US ADP data does not bode well for NFP – MP

FXStreet (Barcelona) - Dean Popplewell, Director of Currency Analysis at MarketPulse, reviews the US ADP release and comments on the price action and positioning in USD into the nonfarm payrolls data release tomorrow.

Key Quotes

“The massive position adjustments this week certainly suit a positive dollar reaction to tomorrow’s NFP (+223,000 +5.4% unemployment expected). Whether we get that is the million-dollar question.”

“The weaker dollar long positions have mostly been cleared out, and the DXY has reversed 50% of its post December 2014 rise. Yet higher U.S. rates prevail, with rate divergence being the premise for initiating these long dollar positions in the first place.”

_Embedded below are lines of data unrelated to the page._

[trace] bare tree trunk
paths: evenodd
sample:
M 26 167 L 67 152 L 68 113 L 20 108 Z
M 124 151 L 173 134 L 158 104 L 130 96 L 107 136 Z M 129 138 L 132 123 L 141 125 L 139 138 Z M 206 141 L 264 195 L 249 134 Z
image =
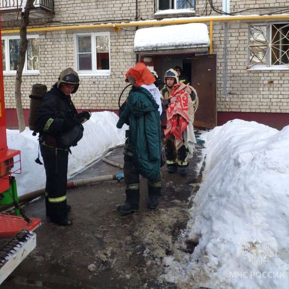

“The USD bulls will be anticipating yields to be driven higher with a stronger headline print. They are expecting U.S. 10s to back up to +2.50% rather quickly.”

“The dollar naysayer believes support is on their side. Yesterday’s April ADP report does not bode well for a stronger April U.S. jobs print tomorrow. The ADP numbers widely missed expectations (+169,000 versus +205,000 expected) and fell to their lowest level in 18 months.”

“Virtually all the job gains were in small and midsized businesses, and were almost all in the service sector with manufacturing losing a small number of jobs. It marks the second month that numbers were below expectation, which of course signified the U.S. government reports a big miss for March (+126,000).”

“The correlation between the two reports is historically not that strong, and has not swayed too many dealers’ opinions for tomorrow’s print. However, a miss would suggest there’s some evidence to add to downside risk. The report indicated that falling oil prices and a stronger dollar is taking a toll on hiring plans.”